The new map will help scientists study the ways in which learning changes in the brain, how brain wiring differs by sex, and how wiring changes during animal development.
“This is the first term of respect that we can apply to everything,” says Vogelstein.

This complete map of neural connections took a large team more than a decade to complete, and involved a lot of science.
The team of one brain began by minutely dividing the size of a grain of salt into a thousand thin sections.
“Don’t screw it up at all, because if you make one mistake, you basically throw out the whole brain and start over,” Vogelstein says.
The team used an electron microscope to take an image of each segment. Drawing connections from one neuron to another requires powerful computers and specialized computational tools.
Those tools are enough to track millions of visitors, Vogelstein explains, but not the trillions of connections found in the human brain.
So researchers at the Allen Institute in Seattle are working to make the next goal easier: designing a mouse connection. It’s also a huge challenge, says Nuno Maçarico da Costa, an associate researcher at the Allen Institute in Seattle, who was not involved in the fruit fly larvae study.

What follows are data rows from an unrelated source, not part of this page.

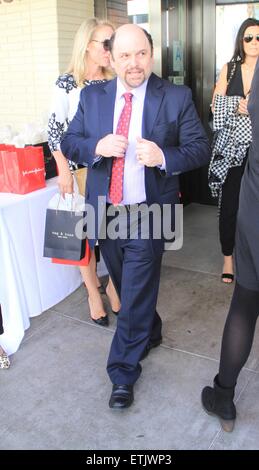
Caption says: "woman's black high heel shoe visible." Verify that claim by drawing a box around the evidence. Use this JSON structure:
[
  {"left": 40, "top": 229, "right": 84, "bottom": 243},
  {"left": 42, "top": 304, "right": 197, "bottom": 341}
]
[
  {"left": 88, "top": 297, "right": 109, "bottom": 326},
  {"left": 104, "top": 289, "right": 120, "bottom": 317}
]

“We started by trying to describe the connectivity of a cubic millimeter of mouse cortex, which is like sand, but it has one billion connections — 100,000 neurons, and 4 kilometers of cables,” says da Costa.
It took just 12 days to carve out one tiny cube, which represents only about one-fiftieth of a complete mouse brain, he says.
Despite the difficulty, mapping more complex brains is worthwhile, da Costa says, because it ultimately helps scientists understand how the human brain can be affected by disorders like schizophrenia.
“If you break your radio,” says da Costa, “if someone has a radio record of your radio, they’ll be able to fix it in a better place.”
The human connection will also help scientists answer some basic questions, like how we learn and why we do the way we do, he says.
“Every idea, every memory, every movement, every thought that has ever been made is the result of the activity of neurons in your brain,” says da Costa. “And this action is the expression of this structure.”